The IRS announces the mileage allowance rate at the beginning of the year. These rates change over time depending on the cost of gasoline and other economic data. The deduction made in the income tax return on the basis of mileage is called an IRS Mileage Allowance.

Whether you use your car for business, medical purposes or in the service of a charitable organization, it is important to track carefully your automobile expenses to maximum your tax credit. Consider the following IRS mileage allowances when preparing your tax documents. Be sure to follow the advice of a tax professional before making any decisions:

  • Beginning January 1, 2009. The standard rates for the use of a car (also vans, pickups or panel trucks) will be $0.55 per mile for business miles, $0.24 per mile for medical or moving purposes and $0.14 per mile in service of charitable organizations.
  • Actual Expense Method.

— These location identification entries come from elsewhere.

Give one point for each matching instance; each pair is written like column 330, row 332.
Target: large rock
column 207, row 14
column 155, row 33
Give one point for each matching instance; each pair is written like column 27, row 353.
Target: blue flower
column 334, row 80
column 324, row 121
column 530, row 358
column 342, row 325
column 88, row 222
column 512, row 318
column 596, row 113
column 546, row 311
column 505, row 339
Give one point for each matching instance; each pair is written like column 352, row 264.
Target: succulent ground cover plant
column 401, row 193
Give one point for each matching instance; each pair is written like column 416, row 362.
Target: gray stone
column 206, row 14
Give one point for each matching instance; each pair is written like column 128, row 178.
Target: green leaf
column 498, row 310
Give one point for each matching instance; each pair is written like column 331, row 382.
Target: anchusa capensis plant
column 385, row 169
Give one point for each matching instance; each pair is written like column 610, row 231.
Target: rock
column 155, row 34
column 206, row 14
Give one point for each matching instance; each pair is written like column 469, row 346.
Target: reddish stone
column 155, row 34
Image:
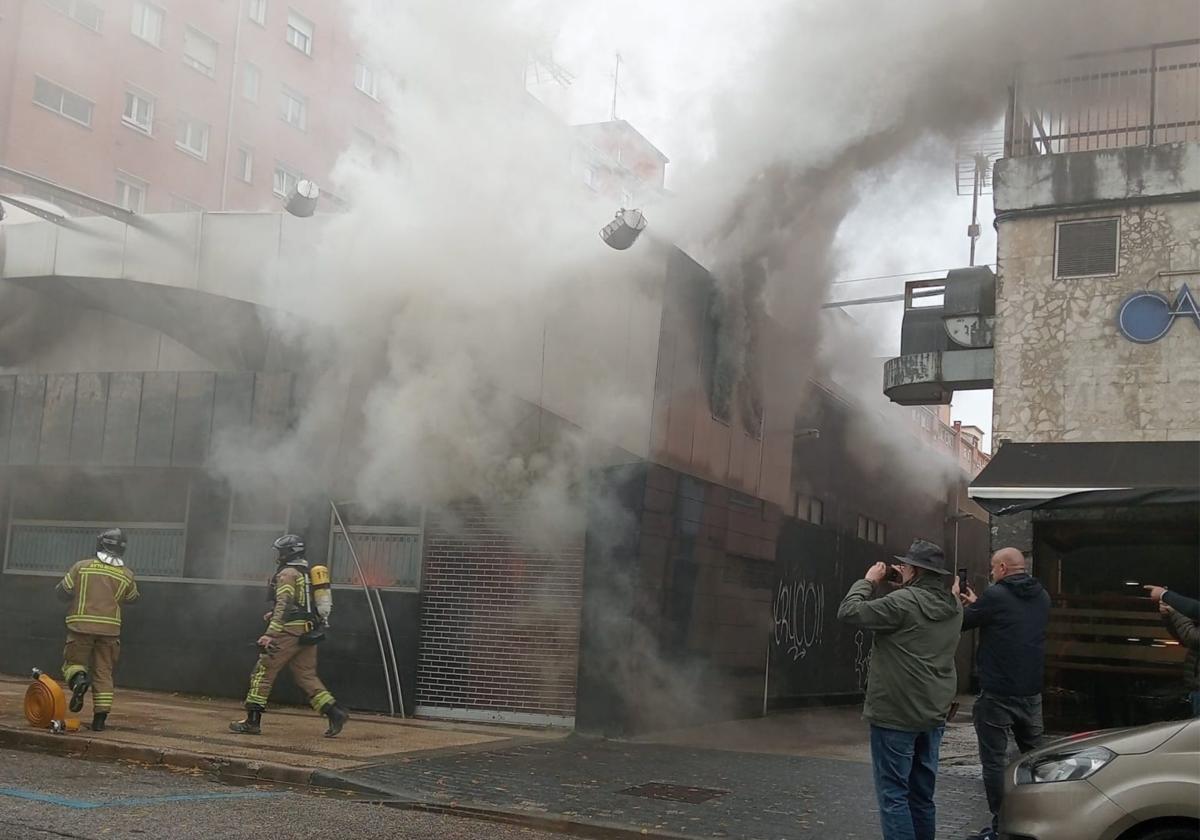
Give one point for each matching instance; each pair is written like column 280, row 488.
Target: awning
column 1027, row 475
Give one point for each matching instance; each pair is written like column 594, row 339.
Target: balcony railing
column 1129, row 97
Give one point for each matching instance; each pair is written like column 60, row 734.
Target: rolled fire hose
column 46, row 705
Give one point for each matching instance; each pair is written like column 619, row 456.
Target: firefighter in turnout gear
column 303, row 601
column 96, row 588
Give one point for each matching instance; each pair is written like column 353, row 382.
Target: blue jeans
column 905, row 766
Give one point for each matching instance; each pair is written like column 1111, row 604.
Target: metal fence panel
column 250, row 556
column 389, row 557
column 1145, row 96
column 156, row 550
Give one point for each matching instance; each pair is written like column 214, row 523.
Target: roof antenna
column 616, row 82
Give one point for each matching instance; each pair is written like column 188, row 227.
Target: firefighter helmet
column 289, row 547
column 112, row 543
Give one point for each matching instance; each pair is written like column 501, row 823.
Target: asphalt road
column 48, row 797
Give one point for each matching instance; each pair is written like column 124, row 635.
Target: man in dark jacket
column 1188, row 606
column 1012, row 617
column 1187, row 631
column 910, row 685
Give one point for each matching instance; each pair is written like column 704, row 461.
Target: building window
column 1087, row 249
column 199, row 52
column 138, row 111
column 251, row 78
column 131, row 192
column 245, row 165
column 61, row 101
column 809, row 509
column 285, row 180
column 300, row 33
column 180, row 204
column 871, row 531
column 193, row 137
column 81, row 11
column 147, row 23
column 294, row 108
column 365, row 81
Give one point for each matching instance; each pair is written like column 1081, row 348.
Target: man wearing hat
column 911, row 682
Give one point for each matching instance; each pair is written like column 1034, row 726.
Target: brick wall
column 499, row 621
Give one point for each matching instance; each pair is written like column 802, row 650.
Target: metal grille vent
column 1087, row 249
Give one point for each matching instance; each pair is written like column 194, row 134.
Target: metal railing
column 1129, row 97
column 156, row 550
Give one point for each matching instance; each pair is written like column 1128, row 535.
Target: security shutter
column 1087, row 249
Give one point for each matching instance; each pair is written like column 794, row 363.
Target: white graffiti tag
column 863, row 648
column 799, row 617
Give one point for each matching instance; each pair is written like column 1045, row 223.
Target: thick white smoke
column 453, row 286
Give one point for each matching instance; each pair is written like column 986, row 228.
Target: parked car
column 1134, row 784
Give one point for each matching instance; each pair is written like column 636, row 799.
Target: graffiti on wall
column 862, row 658
column 799, row 617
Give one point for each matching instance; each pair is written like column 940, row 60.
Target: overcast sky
column 678, row 57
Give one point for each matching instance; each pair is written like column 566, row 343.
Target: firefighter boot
column 79, row 684
column 337, row 718
column 251, row 725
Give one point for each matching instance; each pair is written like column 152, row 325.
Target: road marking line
column 83, row 804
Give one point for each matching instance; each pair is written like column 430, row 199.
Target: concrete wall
column 1063, row 370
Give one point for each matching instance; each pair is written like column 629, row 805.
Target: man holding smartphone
column 1012, row 617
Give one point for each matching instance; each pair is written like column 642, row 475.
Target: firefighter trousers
column 97, row 657
column 303, row 660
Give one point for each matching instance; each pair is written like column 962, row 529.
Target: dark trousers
column 905, row 767
column 994, row 717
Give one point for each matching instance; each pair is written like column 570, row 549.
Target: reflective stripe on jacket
column 97, row 592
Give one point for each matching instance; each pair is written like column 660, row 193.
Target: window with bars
column 285, row 180
column 871, row 531
column 245, row 165
column 294, row 108
column 63, row 101
column 131, row 193
column 300, row 31
column 193, row 137
column 365, row 81
column 147, row 23
column 199, row 52
column 138, row 111
column 251, row 79
column 1087, row 249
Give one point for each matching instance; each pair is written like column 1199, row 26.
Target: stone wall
column 1063, row 371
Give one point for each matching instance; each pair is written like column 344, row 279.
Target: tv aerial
column 973, row 159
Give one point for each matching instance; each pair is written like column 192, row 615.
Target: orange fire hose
column 46, row 703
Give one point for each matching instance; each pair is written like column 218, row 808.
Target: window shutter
column 1087, row 249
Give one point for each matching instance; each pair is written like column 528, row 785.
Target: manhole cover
column 658, row 790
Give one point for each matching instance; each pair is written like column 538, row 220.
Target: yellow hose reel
column 46, row 705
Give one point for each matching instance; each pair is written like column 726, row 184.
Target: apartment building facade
column 184, row 105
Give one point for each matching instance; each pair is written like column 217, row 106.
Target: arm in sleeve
column 285, row 597
column 65, row 589
column 1188, row 606
column 880, row 615
column 1183, row 629
column 131, row 594
column 984, row 611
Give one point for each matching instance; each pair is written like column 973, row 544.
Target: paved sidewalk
column 181, row 731
column 796, row 774
column 647, row 787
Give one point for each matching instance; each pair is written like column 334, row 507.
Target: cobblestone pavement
column 753, row 796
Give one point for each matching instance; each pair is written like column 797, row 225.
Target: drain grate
column 658, row 790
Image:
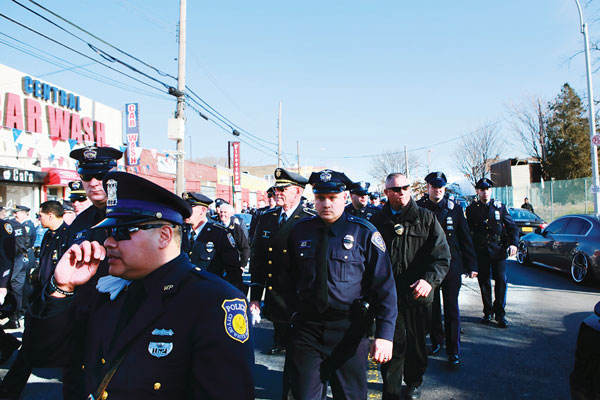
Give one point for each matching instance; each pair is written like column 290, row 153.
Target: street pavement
column 532, row 359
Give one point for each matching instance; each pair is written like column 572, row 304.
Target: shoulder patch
column 378, row 241
column 236, row 319
column 231, row 240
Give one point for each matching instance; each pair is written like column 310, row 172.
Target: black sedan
column 526, row 220
column 570, row 243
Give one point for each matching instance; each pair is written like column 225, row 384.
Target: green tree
column 568, row 140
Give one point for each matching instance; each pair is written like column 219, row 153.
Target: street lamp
column 596, row 185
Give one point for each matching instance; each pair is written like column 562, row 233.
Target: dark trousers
column 497, row 269
column 321, row 352
column 450, row 331
column 409, row 357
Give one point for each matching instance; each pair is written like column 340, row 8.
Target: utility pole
column 180, row 176
column 279, row 138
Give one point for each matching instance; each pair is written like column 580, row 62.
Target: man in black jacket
column 450, row 216
column 420, row 259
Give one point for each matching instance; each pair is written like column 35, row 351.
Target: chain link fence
column 550, row 199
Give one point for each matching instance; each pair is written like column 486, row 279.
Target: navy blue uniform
column 492, row 230
column 452, row 220
column 328, row 341
column 366, row 212
column 173, row 350
column 214, row 250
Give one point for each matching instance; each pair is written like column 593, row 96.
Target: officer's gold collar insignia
column 236, row 319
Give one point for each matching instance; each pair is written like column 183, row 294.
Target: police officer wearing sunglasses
column 159, row 326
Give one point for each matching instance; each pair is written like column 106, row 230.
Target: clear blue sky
column 356, row 78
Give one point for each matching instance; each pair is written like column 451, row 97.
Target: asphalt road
column 532, row 359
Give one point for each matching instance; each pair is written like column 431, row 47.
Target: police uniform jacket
column 7, row 252
column 189, row 339
column 492, row 229
column 366, row 212
column 417, row 247
column 358, row 268
column 54, row 245
column 214, row 250
column 452, row 220
column 269, row 257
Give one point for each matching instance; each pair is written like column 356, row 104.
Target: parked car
column 526, row 220
column 570, row 243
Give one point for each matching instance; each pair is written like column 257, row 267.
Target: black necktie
column 321, row 276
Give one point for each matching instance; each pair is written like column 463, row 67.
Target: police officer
column 340, row 275
column 495, row 236
column 420, row 257
column 211, row 247
column 269, row 250
column 160, row 327
column 450, row 216
column 360, row 206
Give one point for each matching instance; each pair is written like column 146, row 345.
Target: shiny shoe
column 454, row 359
column 413, row 392
column 502, row 322
column 435, row 348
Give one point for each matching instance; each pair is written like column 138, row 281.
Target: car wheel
column 580, row 268
column 522, row 254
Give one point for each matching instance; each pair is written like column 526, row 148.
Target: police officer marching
column 360, row 205
column 340, row 278
column 452, row 220
column 495, row 236
column 269, row 253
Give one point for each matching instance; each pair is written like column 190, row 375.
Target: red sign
column 237, row 179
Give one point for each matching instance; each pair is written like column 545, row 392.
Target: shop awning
column 60, row 177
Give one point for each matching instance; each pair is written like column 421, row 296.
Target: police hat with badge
column 436, row 179
column 77, row 191
column 328, row 181
column 196, row 199
column 285, row 178
column 484, row 183
column 132, row 200
column 360, row 188
column 94, row 162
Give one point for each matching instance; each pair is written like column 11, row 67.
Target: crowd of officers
column 142, row 292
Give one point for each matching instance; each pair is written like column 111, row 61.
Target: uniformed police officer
column 450, row 216
column 340, row 273
column 495, row 236
column 160, row 327
column 360, row 206
column 420, row 258
column 211, row 247
column 269, row 252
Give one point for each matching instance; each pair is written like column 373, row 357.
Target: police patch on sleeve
column 236, row 319
column 377, row 240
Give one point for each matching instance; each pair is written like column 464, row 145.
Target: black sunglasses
column 89, row 177
column 398, row 189
column 124, row 232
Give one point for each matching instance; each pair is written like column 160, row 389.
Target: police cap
column 132, row 199
column 95, row 160
column 484, row 183
column 436, row 179
column 328, row 181
column 285, row 178
column 360, row 188
column 196, row 199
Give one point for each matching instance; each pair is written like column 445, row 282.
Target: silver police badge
column 399, row 229
column 111, row 191
column 325, row 176
column 160, row 349
column 348, row 241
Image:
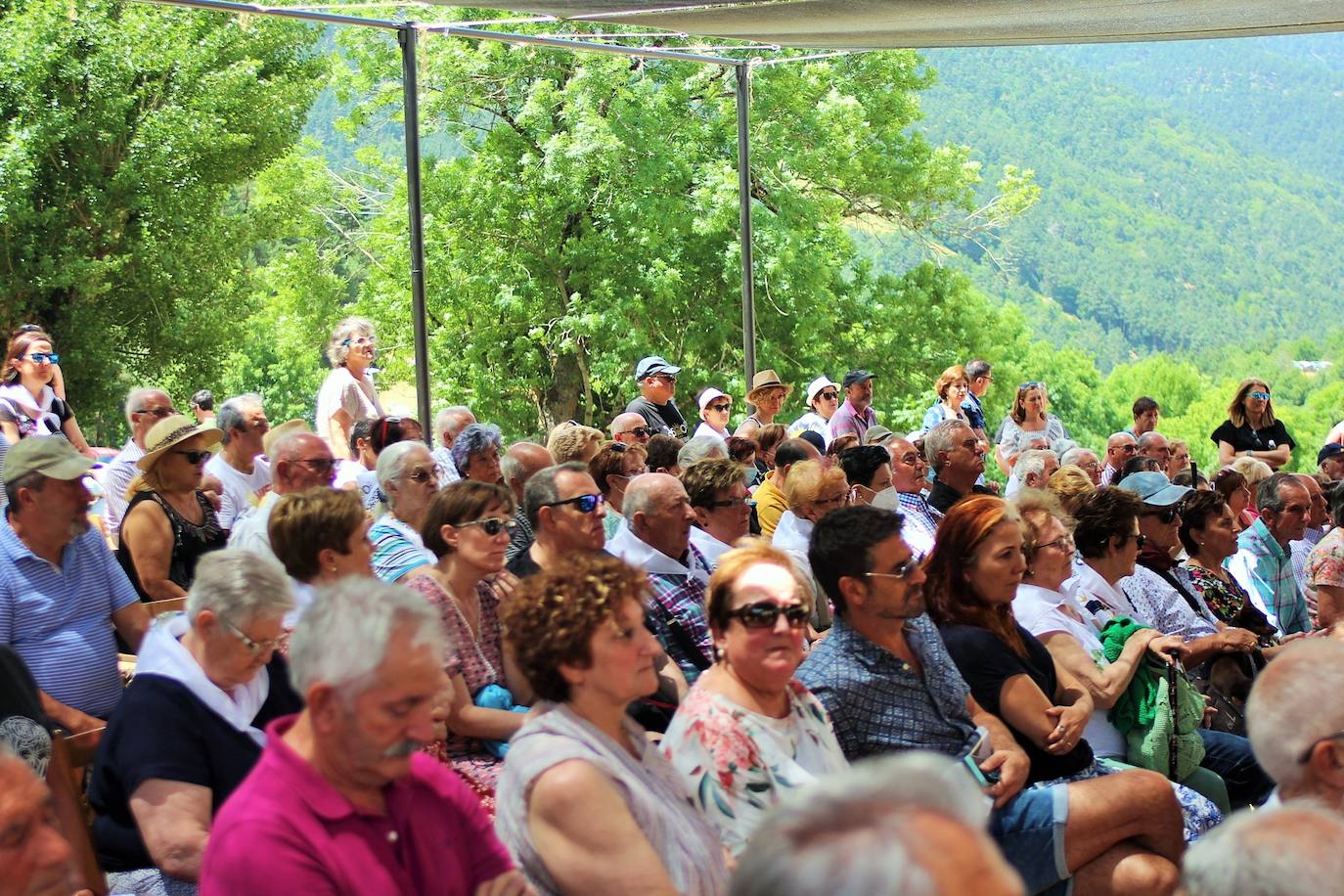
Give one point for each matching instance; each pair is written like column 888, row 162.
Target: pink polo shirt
column 288, row 830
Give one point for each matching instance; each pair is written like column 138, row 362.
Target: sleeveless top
column 189, row 542
column 653, row 790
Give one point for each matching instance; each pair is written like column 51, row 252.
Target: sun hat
column 172, row 431
column 766, row 379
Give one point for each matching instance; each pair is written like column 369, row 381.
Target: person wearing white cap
column 823, row 398
column 715, row 409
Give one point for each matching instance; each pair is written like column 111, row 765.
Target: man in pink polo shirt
column 343, row 801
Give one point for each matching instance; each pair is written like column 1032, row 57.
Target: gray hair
column 391, row 465
column 1296, row 700
column 1269, row 495
column 856, row 834
column 347, row 330
column 473, row 439
column 542, row 488
column 940, row 439
column 233, row 414
column 700, row 448
column 343, row 637
column 1286, row 852
column 1031, row 463
column 240, row 586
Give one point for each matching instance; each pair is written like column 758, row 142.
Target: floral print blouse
column 739, row 763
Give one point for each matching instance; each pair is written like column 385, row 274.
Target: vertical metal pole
column 743, row 97
column 406, row 36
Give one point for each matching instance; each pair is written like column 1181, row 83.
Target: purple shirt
column 847, row 420
column 288, row 830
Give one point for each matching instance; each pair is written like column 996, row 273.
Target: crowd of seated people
column 656, row 662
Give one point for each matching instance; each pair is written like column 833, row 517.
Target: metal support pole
column 410, row 113
column 744, row 211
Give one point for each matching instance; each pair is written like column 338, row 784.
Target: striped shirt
column 58, row 618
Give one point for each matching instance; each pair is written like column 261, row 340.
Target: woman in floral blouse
column 749, row 731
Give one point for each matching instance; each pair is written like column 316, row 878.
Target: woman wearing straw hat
column 169, row 522
column 768, row 394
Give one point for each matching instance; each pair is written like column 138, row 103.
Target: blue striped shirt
column 58, row 618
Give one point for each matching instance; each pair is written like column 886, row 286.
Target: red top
column 288, row 830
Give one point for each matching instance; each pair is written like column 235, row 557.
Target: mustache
column 403, row 748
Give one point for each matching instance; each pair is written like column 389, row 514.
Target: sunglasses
column 585, row 503
column 491, row 525
column 765, row 614
column 902, row 571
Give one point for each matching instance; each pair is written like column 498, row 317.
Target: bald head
column 300, row 461
column 520, row 463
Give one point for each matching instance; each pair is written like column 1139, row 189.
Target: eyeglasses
column 254, row 648
column 585, row 503
column 491, row 525
column 902, row 571
column 715, row 506
column 765, row 614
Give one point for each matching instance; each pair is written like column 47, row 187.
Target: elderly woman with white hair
column 347, row 395
column 409, row 478
column 191, row 724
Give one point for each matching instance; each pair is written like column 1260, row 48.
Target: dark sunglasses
column 489, row 525
column 585, row 503
column 765, row 614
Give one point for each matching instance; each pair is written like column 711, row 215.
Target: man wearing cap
column 298, row 461
column 629, row 428
column 62, row 593
column 1329, row 461
column 657, row 383
column 824, row 399
column 240, row 467
column 768, row 395
column 856, row 414
column 1264, row 563
column 715, row 409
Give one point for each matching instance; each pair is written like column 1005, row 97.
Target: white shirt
column 243, row 490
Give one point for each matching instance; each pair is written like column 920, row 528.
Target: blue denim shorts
column 1031, row 831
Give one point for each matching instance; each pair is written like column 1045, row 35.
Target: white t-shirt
column 241, row 489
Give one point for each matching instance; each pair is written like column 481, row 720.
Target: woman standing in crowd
column 191, row 724
column 952, row 389
column 586, row 802
column 320, row 536
column 409, row 478
column 768, row 394
column 347, row 394
column 169, row 522
column 468, row 527
column 28, row 399
column 749, row 733
column 1251, row 430
column 715, row 409
column 1028, row 425
column 611, row 469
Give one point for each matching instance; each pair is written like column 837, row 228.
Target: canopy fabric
column 875, row 24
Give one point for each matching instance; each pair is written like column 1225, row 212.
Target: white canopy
column 873, row 24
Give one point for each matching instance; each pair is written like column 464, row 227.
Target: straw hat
column 768, row 379
column 172, row 431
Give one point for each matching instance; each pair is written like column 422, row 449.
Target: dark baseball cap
column 854, row 378
column 654, row 364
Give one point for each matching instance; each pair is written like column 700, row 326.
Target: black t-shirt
column 987, row 662
column 1243, row 438
column 663, row 420
column 162, row 731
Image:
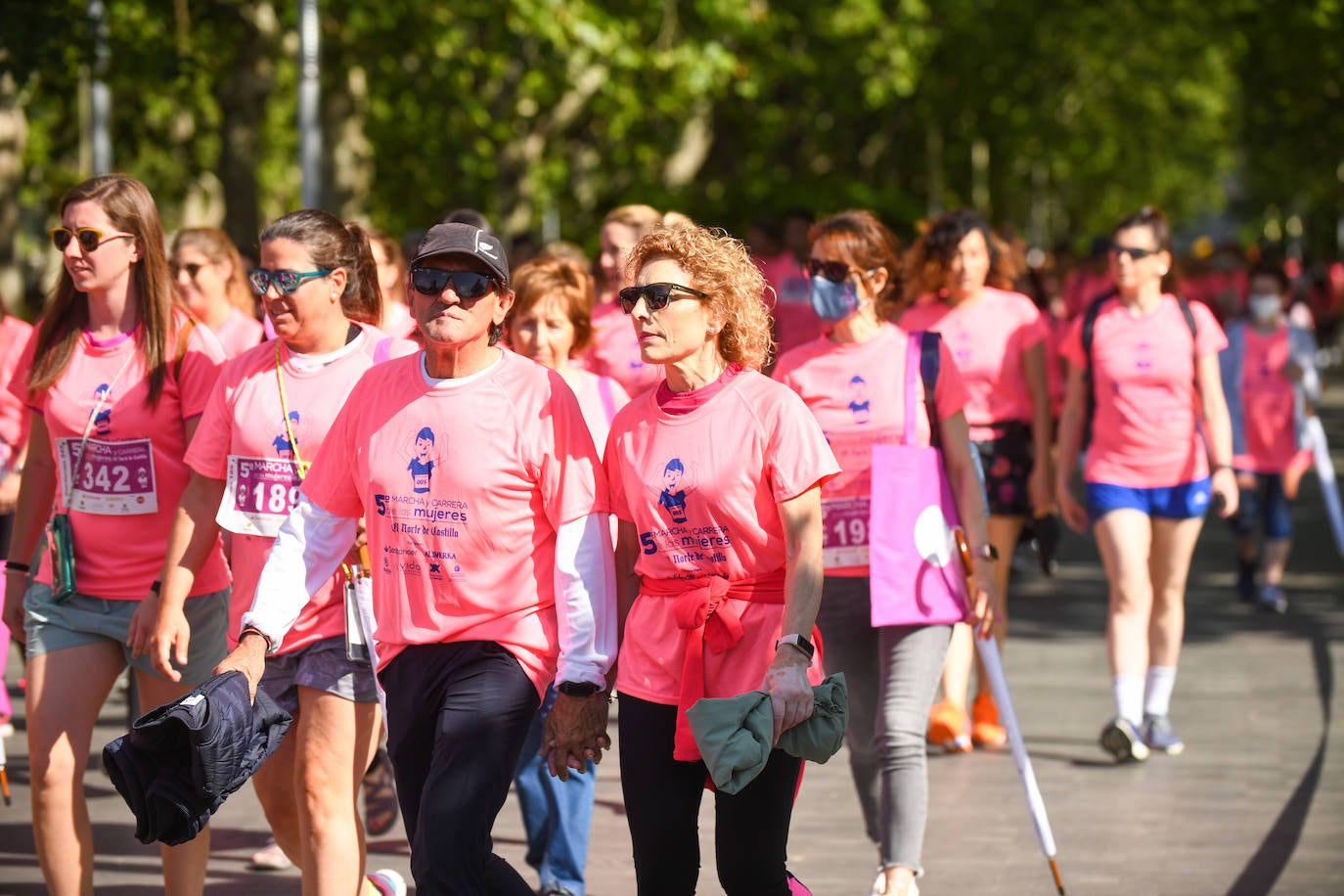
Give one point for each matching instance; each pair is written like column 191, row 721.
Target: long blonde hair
column 129, row 207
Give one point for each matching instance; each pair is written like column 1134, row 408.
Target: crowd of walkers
column 642, row 481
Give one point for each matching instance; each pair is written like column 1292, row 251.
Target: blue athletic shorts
column 1168, row 503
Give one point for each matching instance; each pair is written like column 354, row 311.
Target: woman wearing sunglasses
column 959, row 285
column 851, row 379
column 550, row 323
column 715, row 478
column 212, row 285
column 614, row 351
column 491, row 543
column 117, row 379
column 265, row 422
column 1148, row 391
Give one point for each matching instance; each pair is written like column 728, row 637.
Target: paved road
column 1256, row 805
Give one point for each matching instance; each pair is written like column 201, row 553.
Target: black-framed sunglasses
column 87, row 237
column 656, row 295
column 467, row 284
column 284, row 281
column 834, row 272
column 1133, row 251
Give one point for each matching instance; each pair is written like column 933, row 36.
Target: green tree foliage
column 1056, row 117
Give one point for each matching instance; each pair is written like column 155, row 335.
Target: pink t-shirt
column 856, row 391
column 600, row 398
column 703, row 490
column 1266, row 402
column 463, row 485
column 14, row 421
column 240, row 332
column 130, row 471
column 1143, row 430
column 243, row 439
column 987, row 338
column 615, row 351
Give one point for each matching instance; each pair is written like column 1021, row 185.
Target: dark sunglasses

You must determine what it actually costs to operate the car (for the portion attributable to business use). This includes gas, oil, repairs, tires, insurance, registration fees, licenses and depreciation. You should carefully track expenses for this method and remember to keep receipts.
  • Other Car Expenses. These include parking fees and tolls attributable to business use. These are separately deductible, whether you use the standard mileage rate or actual expenses.

A taxpayer may not use the business standard mileage rate for a vehicle after using any depreciation method or after claiming a Section 179 deduction for that vehicle. In addition, you cannot use the business standard mileage rate for any vehicle for hire, such as a taxi, or for more than four vehicles used simultaneously.